“Somos todos cidadãos de Hollywood” – Edgar Pêra
Edgar Pêra, um dos mais experimentais e inventivos cineastas portugueses, é o autor do recém-publicado livro “Hollywood. Estórias de Glamour e Miséria no Império do Cinema”, no qual disseca com um misto de fascínio e olhar crítico talvez o mais importante mito do século XX: a indústria de Hollywood.
Este é um livro inesperado considerando a filmografia do autor, que parte do princípio de que se Hollywood invade o mundo com as suas obras então todos têm direito a conhecer os seus bastidores, a criticá-la e a “gozar o prato”, neste caso através da descoberta de pormenores da vida das estrelas e dos cineastas em tom maioritariamente cómico e sarcástico. Em Hollywood não só se contam histórias através dos filmes como existe paralelamente uma enorme quantidade de narrativas fora do grande ecrã em torno das suas principais figuras, mais propriamente personagens que pessoas. Neste livro, Edgar Pêra vai para lá do registo de “imprensa cor-de-rosa” e descobre ainda nas entrelinhas destas histórias o modo como se produzem objectos fílmicos nesta fábrica de sonhos e mentiras.

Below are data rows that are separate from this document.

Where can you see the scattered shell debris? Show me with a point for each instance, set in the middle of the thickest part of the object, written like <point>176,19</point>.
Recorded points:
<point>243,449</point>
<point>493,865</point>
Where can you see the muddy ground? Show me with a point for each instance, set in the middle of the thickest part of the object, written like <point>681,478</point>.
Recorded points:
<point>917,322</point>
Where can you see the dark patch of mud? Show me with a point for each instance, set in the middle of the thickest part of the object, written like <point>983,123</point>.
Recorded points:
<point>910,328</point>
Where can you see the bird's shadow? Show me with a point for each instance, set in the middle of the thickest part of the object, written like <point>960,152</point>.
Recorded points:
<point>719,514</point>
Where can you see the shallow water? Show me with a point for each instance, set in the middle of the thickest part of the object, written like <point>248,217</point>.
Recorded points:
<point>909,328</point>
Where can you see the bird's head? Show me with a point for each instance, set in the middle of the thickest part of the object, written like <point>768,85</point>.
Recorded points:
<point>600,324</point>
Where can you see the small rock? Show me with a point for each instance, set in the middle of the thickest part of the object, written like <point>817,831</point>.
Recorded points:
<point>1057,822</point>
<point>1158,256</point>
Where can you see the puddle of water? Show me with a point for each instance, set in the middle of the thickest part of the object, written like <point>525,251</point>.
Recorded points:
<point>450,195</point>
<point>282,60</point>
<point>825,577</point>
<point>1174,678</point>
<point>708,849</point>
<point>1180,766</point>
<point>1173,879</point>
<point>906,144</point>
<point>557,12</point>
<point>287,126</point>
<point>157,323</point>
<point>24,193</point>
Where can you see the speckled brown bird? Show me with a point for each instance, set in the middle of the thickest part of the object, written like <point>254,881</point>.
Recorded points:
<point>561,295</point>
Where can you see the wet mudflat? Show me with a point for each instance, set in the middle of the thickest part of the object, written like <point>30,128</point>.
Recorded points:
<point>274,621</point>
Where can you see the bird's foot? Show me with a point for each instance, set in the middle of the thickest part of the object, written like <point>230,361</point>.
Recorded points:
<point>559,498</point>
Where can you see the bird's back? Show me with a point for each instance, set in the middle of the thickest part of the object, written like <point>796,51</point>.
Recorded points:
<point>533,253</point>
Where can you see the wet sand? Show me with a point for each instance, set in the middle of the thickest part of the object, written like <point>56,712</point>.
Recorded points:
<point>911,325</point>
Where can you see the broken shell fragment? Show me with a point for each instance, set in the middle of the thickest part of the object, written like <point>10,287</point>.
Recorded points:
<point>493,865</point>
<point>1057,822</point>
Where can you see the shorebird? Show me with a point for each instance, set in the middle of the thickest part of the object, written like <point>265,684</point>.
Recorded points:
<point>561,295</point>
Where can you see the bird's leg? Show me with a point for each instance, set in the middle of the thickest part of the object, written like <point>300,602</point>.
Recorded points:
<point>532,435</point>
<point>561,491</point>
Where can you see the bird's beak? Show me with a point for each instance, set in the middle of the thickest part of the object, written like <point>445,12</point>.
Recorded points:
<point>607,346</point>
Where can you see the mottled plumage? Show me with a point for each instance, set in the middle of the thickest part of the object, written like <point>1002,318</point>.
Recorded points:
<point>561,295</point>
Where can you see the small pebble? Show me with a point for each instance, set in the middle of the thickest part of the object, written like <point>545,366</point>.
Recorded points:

Tomando como ponto de partida a memória pessoal do realizador, o projecto tornou-se altamente metódico e demorado, embora sem a pretensão de ser científico (as principais fontes foram entrevistas e autobiografias), reunindo uma bibliografia bastante extensiva. O resultado é uma análise de Hollywood que começa com o surgimento do cinema e vai até à contemporaneidade, num tipo de trabalho que remonta aos primórdios da carreira de Pêra quando escrevia para o jornal Independente, no final da década de 1980.
Atravessando os mais diversos temas, em “Hollywood. Estórias de Glamour e Miséria no Império do Cinema” revelam-se muitos segredos, alguns mais bem guardados que outros. Por vezes evoca-se a polémica, como na suspeita de que os principais estúdios nos anos 30 serem maioritariamente judeus e alegadamente terem colaborado com Hitler (censurando nos filmes palavras como…judeu). Noutros casos devendam-se episódios cómicos e insólitos, como o de Orson Welles que, usando um líquido em festas para descobrir quem urinava nas piscinas, numa ocasião percebeu que só uma pessoa de entre os convidados não tinha uma auréola amarela à sua volta, ou a fobia de Hitchcock a polícias, padres e ovos a par da sua obsessão com a cor azul, ao ponto de dar festas em que até os bifes tinham essa cor. Pelo caminho fica-se ainda a saber que Lauren Bacall a certa altura deu uma tampa a Clark Gable e com isso ultrapassou a sua timidez ou que Charles Chaplin odiava borracha.
São apenas exemplos das inúmeras histórias que compõem este livro absolutamente viciante dedicado a cinéfilos e não só. Uma espécie de filme em palavras cuja capa faz apelo ao lado cor de rosa do star system hollywoodesco mas que é feito de muitos outros tons e conta a história das histórias que se contam sobre o império do cinema.